Post by Stephen HoffmanPost by John DallmanPost by Scott DorseyThe whole idea of the VLIW system is that the compiler will be able
to optimize the code to gain paralellism of units inside the single
processor. This is a very very ingenious idea but nobody has yet been
able to make a compiler that could do it well enough for it to be a
real win.
Sadly, the job is *impossible*.
The fundamental problem in optimisation for modern computers is the
slowness of main RAM, which isn't currently solvable at a reasonable
cost. We use caches to mitigate it.
Out-of-order execution addresses this problem by tracking the data
dependencies on memory and registers in real time and executing
instructions when their data is available....

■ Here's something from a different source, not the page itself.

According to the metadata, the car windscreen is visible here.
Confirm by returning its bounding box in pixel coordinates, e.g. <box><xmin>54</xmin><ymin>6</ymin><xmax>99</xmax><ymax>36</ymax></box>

The Itanium compiler optimizer just doesn't (and can't) know enough
about the system memory state, yes. Among other (no pun intended) issues.
The attempt to address that included providing run-time feedback into
the executables; providing post-link, post-execution tuning. (Caliper /
Atom / OM / etc.)
https://www.cs.tufts.edu/comp/150PAT/tools/caliper/wiess-rev-4.pdf
This Alpha versus IA-64 Itanium paper from 1999 describes the issues
https://web.archive.org/web/20010611202933/http://www.compaq.com/hpc/
ref/ref_alpha_ia64.doc
Clearly that old Alpha/IA64 comparison was written with an agenda.
There is no clear attribution in the document but all the "we did" and
"we designed" clearly indicates authorship in the Alpha hardware group.
Some of their assumptions like it will be impossible to do out-of-order
on IA64 are wrong since the last Itaniums actually implemented OOO and
existing images saw an immediate benefit.
They were comparing the Itanium of the day to what they thought Alpha
could someday do. The Itanium of the day was pretty bad compared to the
Alpha of the day (or of the next 2 years). And it is more than just the
architecture. It is the chip, the process, the interface chips, etc.
And yes, it was a challenge for compilers. The GEM implementation is a
good V1 but is lacking. GEM wasn't designed around such a hardware
model. I'm sure with additional time/money/people that subsequent
versions would be better. Of all the backends, I've seen, the HPUX one
is the best. During the Itanium port, I had some of the COBOL RTL
routines for datatype conversion. We had C code and the performance was
horrible out of GEM. We were considering our own assembly versions, but
I was directed to some of the HPUX compiler folks. I gave them the C
code and in a few weeks, I had Itanium assembly code that I could not
recognize. It used all sorts of Itanium features. It was several times
faster (I'm thinking 10x but I don't remember). That code is in the
COBOL RTL today. That was on those early Itaniums without OOO. How
good would the GEM code be on "modern" Itanium? Don't know. Never
tried. Doesn't matter.
As you say, cache is king. Intel doesn't price their chips based on
clock speed. They price them based on cache size.
I'll agree that Alpha was the better floating point system. The weird
bundling rules in the Itanium architecture make it difficult for a
floating application.
Not to litigate the argument (but it is what c.o.v does best) again, but
it was clear to many that upper Digital management didn't want to hear
technical arguments about the decision. Turning around to ask your
choir doesn't give you any information about a transformational change
in the underlying technology.